Freed from the Ottomans in 1920, Persia was now squeezed by Western Capitalists. Anglo-American dominance promoted extreme inequalities of wealth and bred the conditions for Iranians’ revolt against the Shah’s western economic model. The 1979 popular revolution against the brutal dictatorship of Mohamed Reza Shah, introduced Shia Islamism as an alternative to the corruption of Western Capitalism. Ayatollah Khomeini returned from exile, to a hero’s welcome. 45 years later, his theocratic regime is exhausted and discredited. Tens of thousands marched against Ayatollah Ali Khamenei, and many hundreds of protesters have been killed by his thugs.

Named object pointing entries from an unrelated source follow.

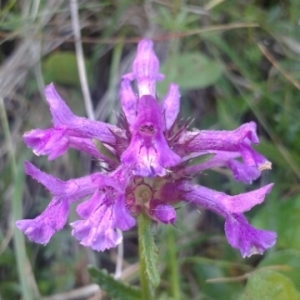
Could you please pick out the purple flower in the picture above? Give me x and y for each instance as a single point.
(148, 167)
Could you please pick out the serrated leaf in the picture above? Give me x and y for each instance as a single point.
(149, 250)
(190, 71)
(269, 285)
(113, 287)
(200, 159)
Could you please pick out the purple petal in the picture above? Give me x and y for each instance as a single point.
(244, 202)
(163, 213)
(123, 220)
(73, 189)
(41, 229)
(253, 158)
(241, 235)
(128, 100)
(221, 203)
(77, 126)
(149, 153)
(224, 140)
(98, 230)
(242, 172)
(171, 105)
(50, 142)
(145, 69)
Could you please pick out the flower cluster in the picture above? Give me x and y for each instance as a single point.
(148, 166)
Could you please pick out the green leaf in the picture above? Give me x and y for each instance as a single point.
(113, 287)
(190, 71)
(289, 259)
(269, 285)
(61, 67)
(148, 250)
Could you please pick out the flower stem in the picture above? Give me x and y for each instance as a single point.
(173, 264)
(143, 227)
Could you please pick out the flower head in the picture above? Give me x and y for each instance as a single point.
(148, 167)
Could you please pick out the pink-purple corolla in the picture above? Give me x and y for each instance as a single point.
(148, 168)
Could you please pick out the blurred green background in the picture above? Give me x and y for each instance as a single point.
(234, 61)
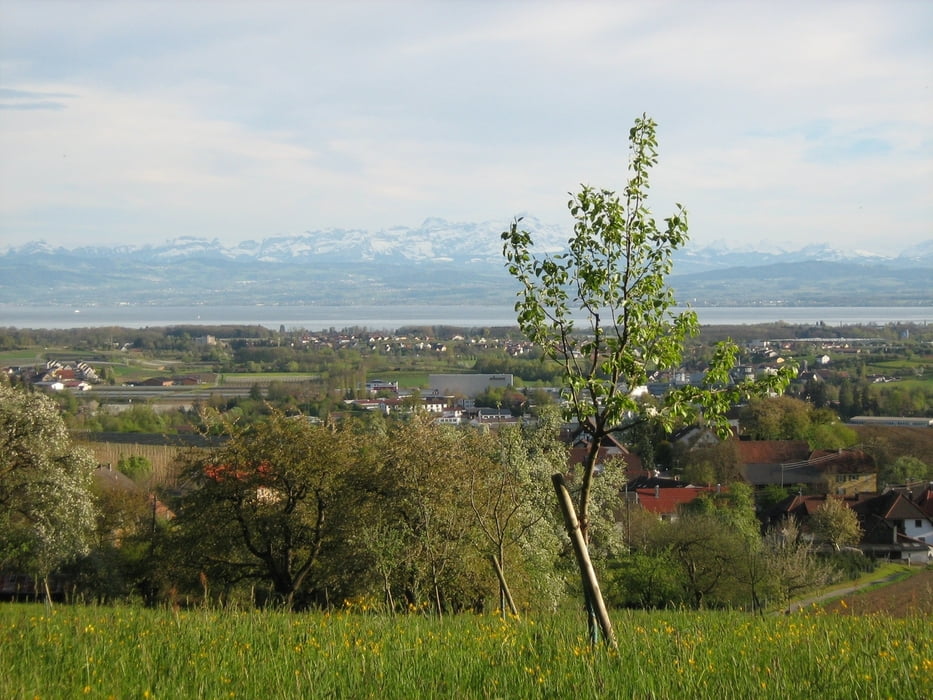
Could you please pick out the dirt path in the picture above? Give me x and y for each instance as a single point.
(837, 593)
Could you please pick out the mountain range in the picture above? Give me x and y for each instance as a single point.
(439, 261)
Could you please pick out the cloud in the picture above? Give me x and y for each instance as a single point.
(790, 122)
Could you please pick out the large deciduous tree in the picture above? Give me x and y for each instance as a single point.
(46, 503)
(613, 277)
(264, 504)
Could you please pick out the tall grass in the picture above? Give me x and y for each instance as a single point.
(136, 653)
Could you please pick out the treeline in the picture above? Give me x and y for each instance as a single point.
(408, 515)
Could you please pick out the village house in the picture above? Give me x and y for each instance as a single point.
(787, 463)
(896, 524)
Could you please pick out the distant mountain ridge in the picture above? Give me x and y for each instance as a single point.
(440, 261)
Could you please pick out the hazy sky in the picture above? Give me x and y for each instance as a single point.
(779, 122)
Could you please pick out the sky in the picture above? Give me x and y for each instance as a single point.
(780, 124)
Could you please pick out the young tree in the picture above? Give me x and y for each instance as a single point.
(614, 276)
(508, 497)
(46, 503)
(836, 523)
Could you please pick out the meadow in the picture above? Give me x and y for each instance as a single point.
(130, 652)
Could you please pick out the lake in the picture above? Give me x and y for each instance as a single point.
(316, 318)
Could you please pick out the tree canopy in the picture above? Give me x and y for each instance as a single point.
(46, 504)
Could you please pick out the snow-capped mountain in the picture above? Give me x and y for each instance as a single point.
(438, 260)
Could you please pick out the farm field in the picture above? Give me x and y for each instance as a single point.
(131, 652)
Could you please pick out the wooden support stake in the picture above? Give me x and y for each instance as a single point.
(593, 596)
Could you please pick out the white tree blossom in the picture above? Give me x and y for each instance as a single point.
(46, 504)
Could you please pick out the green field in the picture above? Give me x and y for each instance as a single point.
(131, 652)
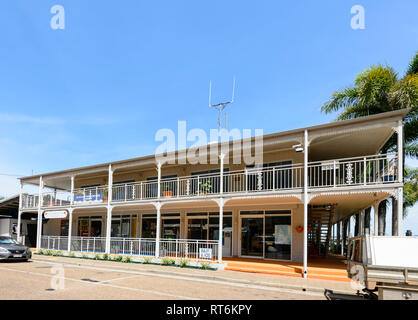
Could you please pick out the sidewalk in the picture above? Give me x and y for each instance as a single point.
(250, 279)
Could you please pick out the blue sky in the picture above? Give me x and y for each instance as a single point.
(120, 70)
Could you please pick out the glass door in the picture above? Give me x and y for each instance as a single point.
(96, 228)
(278, 237)
(252, 229)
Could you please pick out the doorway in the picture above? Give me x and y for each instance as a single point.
(266, 234)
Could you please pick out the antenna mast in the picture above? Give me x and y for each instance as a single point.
(222, 105)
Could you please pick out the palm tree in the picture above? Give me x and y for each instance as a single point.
(379, 89)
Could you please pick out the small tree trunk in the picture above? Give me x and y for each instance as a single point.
(367, 220)
(382, 218)
(394, 217)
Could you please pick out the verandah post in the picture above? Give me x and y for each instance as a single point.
(221, 205)
(109, 209)
(305, 204)
(39, 226)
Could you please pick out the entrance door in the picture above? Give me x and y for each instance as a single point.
(95, 228)
(252, 230)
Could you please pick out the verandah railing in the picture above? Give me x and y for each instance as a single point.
(190, 249)
(366, 170)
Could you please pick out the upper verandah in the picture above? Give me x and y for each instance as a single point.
(335, 140)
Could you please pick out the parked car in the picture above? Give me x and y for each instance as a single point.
(10, 249)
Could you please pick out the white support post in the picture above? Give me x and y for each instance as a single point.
(400, 151)
(70, 228)
(159, 179)
(72, 191)
(39, 226)
(376, 218)
(109, 209)
(305, 205)
(157, 235)
(400, 174)
(221, 207)
(349, 234)
(400, 210)
(158, 207)
(19, 212)
(342, 237)
(221, 216)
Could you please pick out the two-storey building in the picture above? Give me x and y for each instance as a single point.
(311, 178)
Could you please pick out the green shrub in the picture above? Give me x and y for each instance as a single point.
(205, 265)
(184, 263)
(167, 261)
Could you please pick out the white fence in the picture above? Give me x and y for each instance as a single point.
(377, 169)
(54, 243)
(198, 250)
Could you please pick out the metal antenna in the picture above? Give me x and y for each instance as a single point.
(222, 105)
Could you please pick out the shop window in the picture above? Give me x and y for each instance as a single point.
(64, 228)
(170, 229)
(278, 237)
(149, 227)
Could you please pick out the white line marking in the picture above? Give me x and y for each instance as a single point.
(103, 284)
(122, 278)
(218, 282)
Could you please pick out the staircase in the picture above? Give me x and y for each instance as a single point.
(319, 227)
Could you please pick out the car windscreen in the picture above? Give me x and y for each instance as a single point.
(4, 240)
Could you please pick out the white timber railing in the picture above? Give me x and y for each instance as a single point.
(368, 170)
(188, 249)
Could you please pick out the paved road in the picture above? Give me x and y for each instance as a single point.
(59, 280)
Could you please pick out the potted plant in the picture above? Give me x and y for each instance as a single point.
(167, 192)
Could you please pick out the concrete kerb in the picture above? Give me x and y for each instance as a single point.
(281, 282)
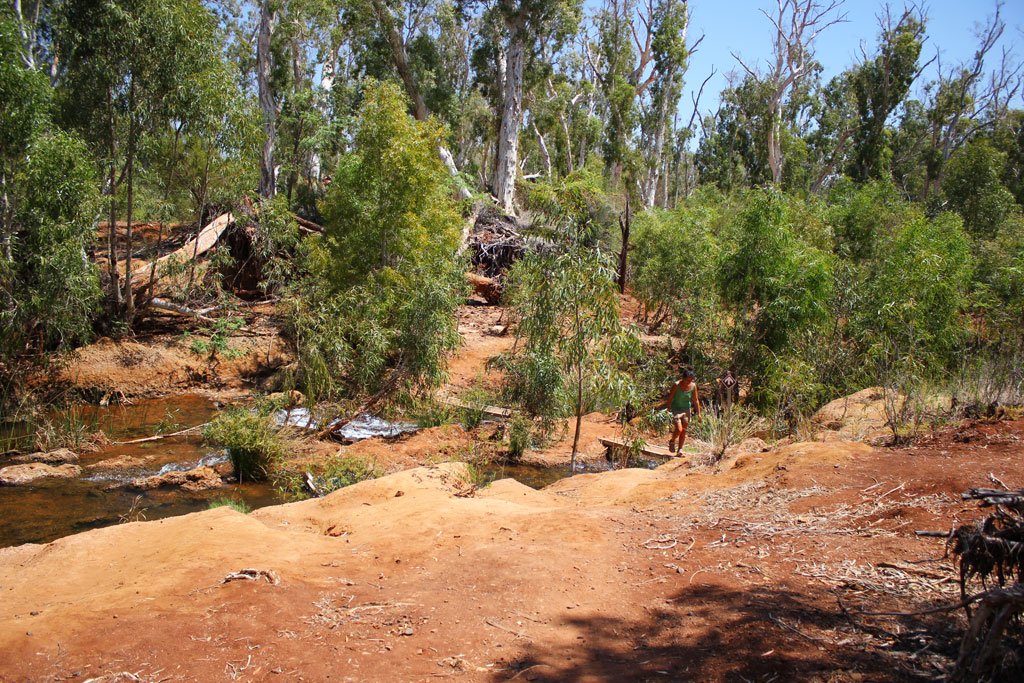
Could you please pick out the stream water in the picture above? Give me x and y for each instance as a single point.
(52, 508)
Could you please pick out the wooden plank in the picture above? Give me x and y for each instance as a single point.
(647, 450)
(195, 247)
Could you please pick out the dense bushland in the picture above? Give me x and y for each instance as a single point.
(817, 237)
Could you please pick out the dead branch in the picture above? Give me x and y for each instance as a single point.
(194, 248)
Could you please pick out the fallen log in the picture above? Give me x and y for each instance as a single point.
(488, 288)
(308, 225)
(200, 245)
(164, 304)
(648, 449)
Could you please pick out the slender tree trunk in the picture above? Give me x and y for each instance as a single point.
(112, 237)
(508, 137)
(5, 218)
(199, 219)
(545, 157)
(568, 142)
(267, 101)
(650, 186)
(130, 170)
(579, 411)
(624, 228)
(775, 144)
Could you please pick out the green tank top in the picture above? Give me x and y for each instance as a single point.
(681, 401)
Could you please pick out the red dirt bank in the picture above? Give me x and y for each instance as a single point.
(636, 574)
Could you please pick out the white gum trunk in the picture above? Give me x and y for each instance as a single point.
(508, 137)
(267, 174)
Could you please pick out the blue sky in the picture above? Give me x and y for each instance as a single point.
(737, 26)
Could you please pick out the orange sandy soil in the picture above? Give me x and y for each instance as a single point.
(754, 573)
(159, 361)
(754, 570)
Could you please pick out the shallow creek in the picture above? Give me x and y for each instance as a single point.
(52, 508)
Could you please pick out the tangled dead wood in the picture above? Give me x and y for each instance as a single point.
(993, 546)
(497, 242)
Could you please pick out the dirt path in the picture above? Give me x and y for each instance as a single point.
(635, 574)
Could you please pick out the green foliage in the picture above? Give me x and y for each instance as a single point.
(232, 503)
(385, 281)
(974, 188)
(773, 280)
(253, 441)
(215, 337)
(520, 436)
(675, 264)
(344, 471)
(50, 290)
(572, 351)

But it would be incredibly stupid to believe that American bombs offer a solution. What have been the success stories of U.S. intervention in recent years? Who celebrates Libya’s permanent civil war? Or the Taliban’s takeover in Afghanistan? Or the Shia takeover of Iraq that led directly to Syria’s civil war and the Islamic State? And who believes that we should praise the rise of Al-Qaeda Look-a-Likes as the new rulers in Damascus, where soldiers are currently massacring Alawites in the west of Syria, and Kurds in the east?
If we are serious about changing Iran, then we need to recognize their fabulous history, their pride, their desire for independence and the fact that Westerners have been a part of their victimization for the past 100 years. If the British and European governments have anything useful to offer Donald Trump and Binyamin Netanyahu, it should be an insistence that political partnerships are built on respect, not by bombs and bullying.
Persians are a proud people. They will not negotiate with people they cannot trust, or who fail to show them respect. There is an Iranian proverb that says: “If you tripped over a stone, it was probably put there by an Englishman or an American.” We do not remember that proverb, but they do.